授業開始のチャイムが鳴り、クラスメイト全員が各々席に着く。
僕も教科書とノートを取り出し、授業を開始する――――。
「ねぇ名倉くん……ここ分かんないんだけど、どういうこと?」
「うるさい、黙れ。僕は授業を受けてるんだ。お前に構ってる暇は無い」
僕は出来るだけ声を潜めて、灯山にそう返す。
そんな灯山は、不貞腐れながら僕の目の前に急に顔を出す。
「ひっどーい、名倉くん!」
「うわぁっ!」
「ん? どうした、名倉?」
黒板に板書していた先生が、僕の思わず出してしまった大きな声に振り返る。
「い、いえ……大きな虫がいたもので……」
苦し紛れに、僕はそう言い訳する。
「えっ!? ゴキ!?」
「せんせー! 俺、虫苦手だから授業無理ー!」
「静かにしろ! 俺だって虫は苦手だよ」
教室がざわつきはじめ、どうしようかと悩む。灯山のせいで、とんだことになってしまった。
「あっ、あの! すぐに外に出てったので、ダイジョウブ……デス……」
立ち上がりながらそう言うと、先生は「そ、そうか」とだけ返し、生徒たちに静かにするように促す。

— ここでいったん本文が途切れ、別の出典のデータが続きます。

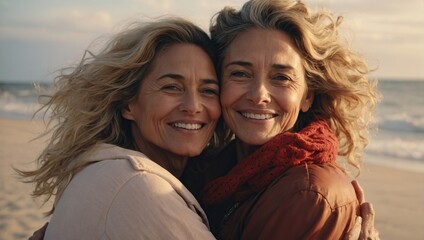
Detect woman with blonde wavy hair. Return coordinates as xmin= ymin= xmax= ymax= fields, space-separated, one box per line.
xmin=183 ymin=0 xmax=378 ymax=239
xmin=20 ymin=18 xmax=221 ymax=239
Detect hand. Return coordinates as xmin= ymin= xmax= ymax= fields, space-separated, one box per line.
xmin=28 ymin=222 xmax=49 ymax=240
xmin=347 ymin=180 xmax=380 ymax=240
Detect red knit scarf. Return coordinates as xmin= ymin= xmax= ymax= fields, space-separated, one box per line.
xmin=203 ymin=121 xmax=338 ymax=205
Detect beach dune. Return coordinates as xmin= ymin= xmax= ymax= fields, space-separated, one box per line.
xmin=0 ymin=118 xmax=424 ymax=240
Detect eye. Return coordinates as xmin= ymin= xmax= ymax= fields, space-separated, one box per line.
xmin=230 ymin=71 xmax=250 ymax=78
xmin=160 ymin=84 xmax=182 ymax=92
xmin=271 ymin=74 xmax=292 ymax=84
xmin=200 ymin=87 xmax=219 ymax=97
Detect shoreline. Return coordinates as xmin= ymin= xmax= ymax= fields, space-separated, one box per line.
xmin=0 ymin=117 xmax=424 ymax=239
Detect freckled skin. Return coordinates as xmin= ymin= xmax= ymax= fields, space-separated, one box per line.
xmin=221 ymin=28 xmax=313 ymax=146
xmin=122 ymin=44 xmax=221 ymax=174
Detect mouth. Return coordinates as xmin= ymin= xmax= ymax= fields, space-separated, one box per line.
xmin=239 ymin=112 xmax=277 ymax=120
xmin=170 ymin=122 xmax=204 ymax=130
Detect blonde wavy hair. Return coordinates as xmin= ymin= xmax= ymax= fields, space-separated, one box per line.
xmin=210 ymin=0 xmax=379 ymax=169
xmin=17 ymin=18 xmax=219 ymax=214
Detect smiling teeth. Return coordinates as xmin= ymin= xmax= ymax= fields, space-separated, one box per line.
xmin=241 ymin=113 xmax=272 ymax=120
xmin=172 ymin=123 xmax=202 ymax=130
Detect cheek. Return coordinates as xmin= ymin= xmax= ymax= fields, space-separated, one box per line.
xmin=206 ymin=98 xmax=221 ymax=121
xmin=220 ymin=84 xmax=242 ymax=109
xmin=275 ymin=92 xmax=302 ymax=112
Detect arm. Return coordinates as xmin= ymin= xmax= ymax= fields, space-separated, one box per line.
xmin=242 ymin=190 xmax=357 ymax=239
xmin=105 ymin=174 xmax=214 ymax=239
xmin=346 ymin=180 xmax=380 ymax=240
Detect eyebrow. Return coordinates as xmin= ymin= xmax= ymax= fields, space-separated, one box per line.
xmin=225 ymin=61 xmax=294 ymax=70
xmin=156 ymin=73 xmax=219 ymax=85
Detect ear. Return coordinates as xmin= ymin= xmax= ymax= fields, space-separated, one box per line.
xmin=121 ymin=103 xmax=135 ymax=121
xmin=300 ymin=89 xmax=315 ymax=112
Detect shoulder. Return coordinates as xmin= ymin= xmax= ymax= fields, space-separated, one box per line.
xmin=265 ymin=164 xmax=357 ymax=208
xmin=234 ymin=164 xmax=358 ymax=239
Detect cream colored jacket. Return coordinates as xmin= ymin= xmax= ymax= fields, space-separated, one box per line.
xmin=45 ymin=144 xmax=214 ymax=240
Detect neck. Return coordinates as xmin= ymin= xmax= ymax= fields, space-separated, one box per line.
xmin=135 ymin=141 xmax=188 ymax=179
xmin=236 ymin=138 xmax=260 ymax=162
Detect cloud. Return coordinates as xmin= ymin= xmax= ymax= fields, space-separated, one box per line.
xmin=0 ymin=8 xmax=114 ymax=42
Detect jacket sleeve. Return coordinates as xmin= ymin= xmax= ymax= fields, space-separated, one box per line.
xmin=242 ymin=190 xmax=355 ymax=239
xmin=104 ymin=173 xmax=214 ymax=239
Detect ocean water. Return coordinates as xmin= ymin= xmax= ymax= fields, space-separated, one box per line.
xmin=0 ymin=80 xmax=424 ymax=173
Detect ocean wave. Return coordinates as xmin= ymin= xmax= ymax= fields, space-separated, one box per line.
xmin=366 ymin=138 xmax=424 ymax=163
xmin=378 ymin=113 xmax=424 ymax=133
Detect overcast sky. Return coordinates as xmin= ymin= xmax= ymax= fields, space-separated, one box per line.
xmin=0 ymin=0 xmax=424 ymax=82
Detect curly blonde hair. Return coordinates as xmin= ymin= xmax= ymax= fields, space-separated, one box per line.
xmin=210 ymin=0 xmax=379 ymax=169
xmin=18 ymin=18 xmax=219 ymax=214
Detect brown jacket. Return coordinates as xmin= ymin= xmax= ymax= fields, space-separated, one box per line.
xmin=220 ymin=164 xmax=359 ymax=239
xmin=185 ymin=144 xmax=359 ymax=240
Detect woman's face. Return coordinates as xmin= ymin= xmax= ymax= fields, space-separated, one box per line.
xmin=122 ymin=44 xmax=221 ymax=156
xmin=221 ymin=28 xmax=313 ymax=145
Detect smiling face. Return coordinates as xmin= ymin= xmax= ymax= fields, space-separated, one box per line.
xmin=221 ymin=28 xmax=313 ymax=146
xmin=122 ymin=44 xmax=221 ymax=159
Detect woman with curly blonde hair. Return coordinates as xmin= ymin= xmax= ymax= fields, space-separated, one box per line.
xmin=20 ymin=18 xmax=221 ymax=239
xmin=183 ymin=0 xmax=378 ymax=239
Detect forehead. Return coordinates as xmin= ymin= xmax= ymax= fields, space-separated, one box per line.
xmin=224 ymin=28 xmax=302 ymax=66
xmin=155 ymin=43 xmax=212 ymax=64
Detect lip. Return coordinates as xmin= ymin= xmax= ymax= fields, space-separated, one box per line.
xmin=237 ymin=109 xmax=278 ymax=121
xmin=168 ymin=120 xmax=206 ymax=131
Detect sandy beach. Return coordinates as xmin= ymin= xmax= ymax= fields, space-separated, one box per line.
xmin=0 ymin=118 xmax=424 ymax=239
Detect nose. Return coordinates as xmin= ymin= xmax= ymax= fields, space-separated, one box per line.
xmin=247 ymin=77 xmax=271 ymax=104
xmin=179 ymin=90 xmax=203 ymax=114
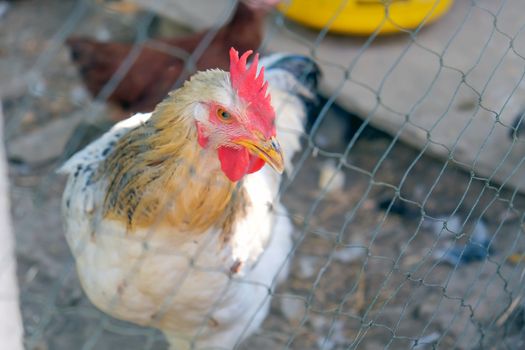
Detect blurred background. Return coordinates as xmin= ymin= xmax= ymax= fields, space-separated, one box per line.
xmin=0 ymin=0 xmax=525 ymax=350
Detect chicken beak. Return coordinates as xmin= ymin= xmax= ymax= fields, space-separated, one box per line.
xmin=235 ymin=137 xmax=284 ymax=174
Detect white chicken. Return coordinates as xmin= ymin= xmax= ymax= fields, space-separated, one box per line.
xmin=59 ymin=49 xmax=319 ymax=349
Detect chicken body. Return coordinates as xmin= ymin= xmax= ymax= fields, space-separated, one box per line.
xmin=61 ymin=55 xmax=318 ymax=349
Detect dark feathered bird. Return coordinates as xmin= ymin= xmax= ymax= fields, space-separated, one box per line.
xmin=67 ymin=0 xmax=276 ymax=113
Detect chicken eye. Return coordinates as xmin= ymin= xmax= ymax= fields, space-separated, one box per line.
xmin=217 ymin=108 xmax=233 ymax=123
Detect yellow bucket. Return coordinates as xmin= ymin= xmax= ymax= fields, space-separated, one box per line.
xmin=278 ymin=0 xmax=453 ymax=35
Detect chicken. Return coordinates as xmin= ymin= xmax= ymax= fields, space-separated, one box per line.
xmin=67 ymin=0 xmax=278 ymax=116
xmin=59 ymin=49 xmax=319 ymax=349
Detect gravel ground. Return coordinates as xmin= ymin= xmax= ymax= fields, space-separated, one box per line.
xmin=4 ymin=0 xmax=525 ymax=350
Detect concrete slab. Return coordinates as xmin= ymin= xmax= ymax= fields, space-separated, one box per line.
xmin=267 ymin=0 xmax=525 ymax=191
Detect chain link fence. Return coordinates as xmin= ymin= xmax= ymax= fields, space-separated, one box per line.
xmin=0 ymin=0 xmax=525 ymax=350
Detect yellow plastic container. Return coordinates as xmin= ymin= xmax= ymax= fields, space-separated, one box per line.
xmin=278 ymin=0 xmax=453 ymax=35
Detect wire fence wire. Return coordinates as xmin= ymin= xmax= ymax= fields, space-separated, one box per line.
xmin=0 ymin=0 xmax=525 ymax=350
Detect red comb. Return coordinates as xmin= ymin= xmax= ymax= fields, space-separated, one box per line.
xmin=230 ymin=47 xmax=275 ymax=136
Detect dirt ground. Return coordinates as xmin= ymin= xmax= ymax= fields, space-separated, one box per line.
xmin=0 ymin=0 xmax=525 ymax=350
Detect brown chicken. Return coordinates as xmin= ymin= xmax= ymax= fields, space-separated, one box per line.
xmin=67 ymin=0 xmax=276 ymax=113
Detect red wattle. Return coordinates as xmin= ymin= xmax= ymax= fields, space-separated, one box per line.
xmin=217 ymin=146 xmax=264 ymax=182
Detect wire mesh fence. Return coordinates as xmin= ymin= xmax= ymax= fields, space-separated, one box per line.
xmin=0 ymin=0 xmax=525 ymax=349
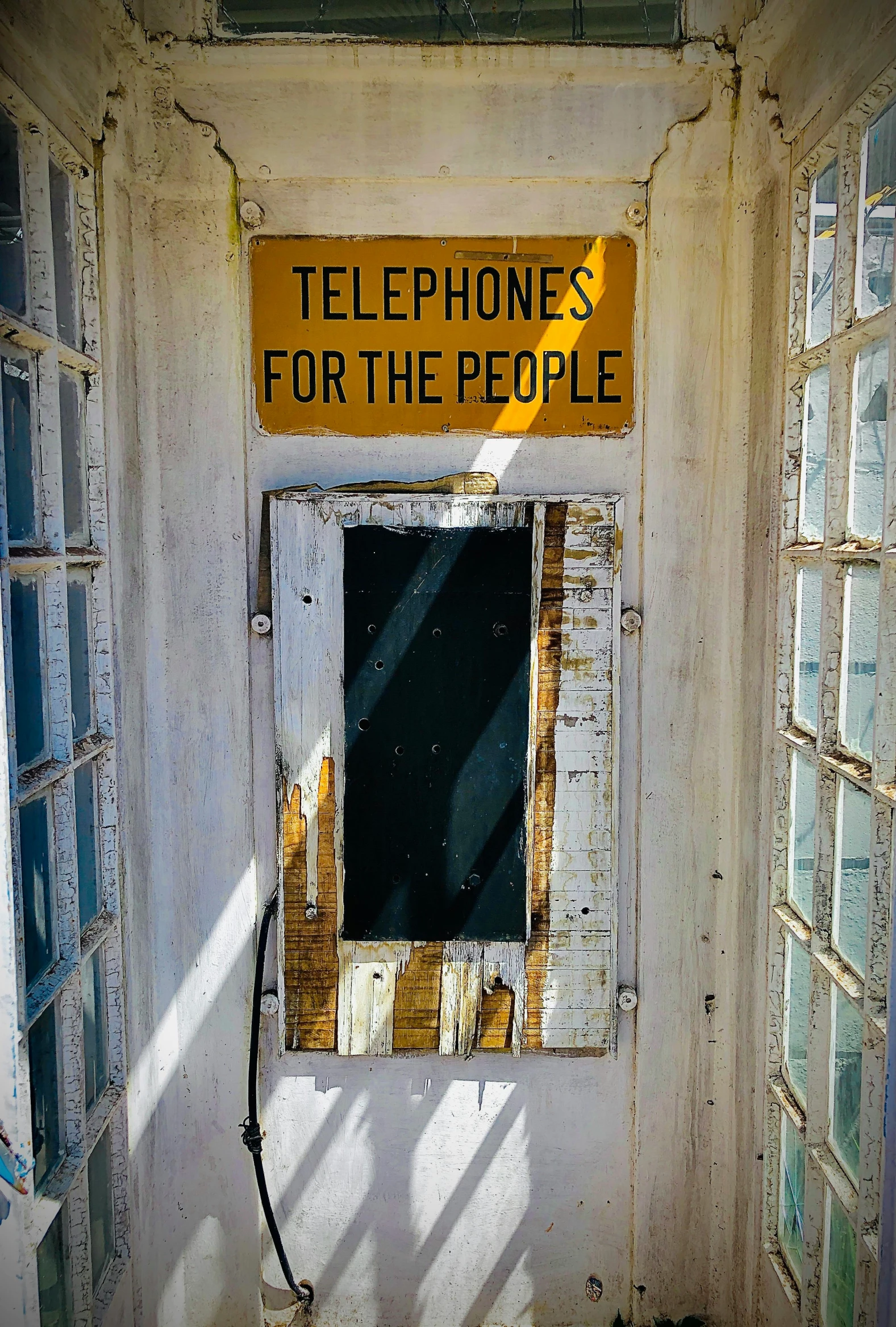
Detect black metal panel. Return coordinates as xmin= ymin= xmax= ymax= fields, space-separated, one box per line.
xmin=343 ymin=525 xmax=532 ymax=940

「もぉー! 酷いよ、名倉くん! こんな可愛い子を、虫扱いするなんてー!」
「クソっ……
「冷たい!」
灯山はその後もずっと抗議し続けるが、僕はできるだけ無視した。
しかし隣で灯山が騒ぎ続けるせいで、肝心の授業が聞こえない。本当にうるさい。
「じゃー次、名倉……」
「名倉くんのケチ! 意地悪! バーカ!
「あーもー! うっっっるさいなぁ!」
流石にうるさすぎた灯山のせいで、とうとう僕の堪忍袋の緒は切れてしまった。
僕は勢いよく机を叩きつけて、立ち上がってしまう。
そんな僕の突然の行動に、教室中に静寂が流れる。
「な、名倉? そんなに授業、うるさかったか?」
先生が困惑気味に問いかけ、僕は体中の血の気が引いていくのを感じた。
――――や、やってしまった……!
どうしようか悩んでいると、唐突に「はいっ!」と誰かが挙手する声が聞こえた。
「先生ぇ。実は名倉、先日からずっと体調悪いみたいやねん。ちょっと保健室に連れてっても、ええですか?」
挙手した人物は、山田だった。
「そうなのか、名倉?」
「えっ、あ、はい……」
僕は思わず、そう答えた。
「ほな、名倉くん。保健室に行こか」
山田は僕の腕を掴むと、出入口に向かって歩き出す。
僕が教室から出ていくと、授業が再開する声が聞こえた。
静かな廊下には、僕と山田の足音だけが響き渡る。
僕は腕を引かれながら、山田に声をかける。
「あ、あの……山田、くん……」
僕はどうしようかと悩みながら、先日のことを思い出す。
――――言わなきゃ……この間、迷惑かけたこと……。
「山田」
「えっ?」
「山田でええよ、同じクラスメイトなんやし」
「あ、うん……山田……」
僕はたどたどしくも、精一杯の言葉を口にする。
「えっと、姉さんから聞いた……この間も今日も、迷惑かけてごめん……」
僕がそういうと、山田が突然振り返る。その顔は、とても不満に満ちており……。
「あたっ……!」
突然、僕はデコピンされた。
「えっ? なんで!?」
「アホウ、そういう時は『迷惑かけてごめん』やのうて」
困惑する僕に、山田は拗ねたような顔をする。
「『ありがとう』って言われる方が、こちとら気分がええんやわ!」
「……!」
山田の言ってることは、僕によく分からなかった。
「あ、ありがとう……」
……けど。
「名倉ぐん! よがっだね!!」
後ろにいる灯山がなぜ泣いてるのか、一番理解出来ないと思った。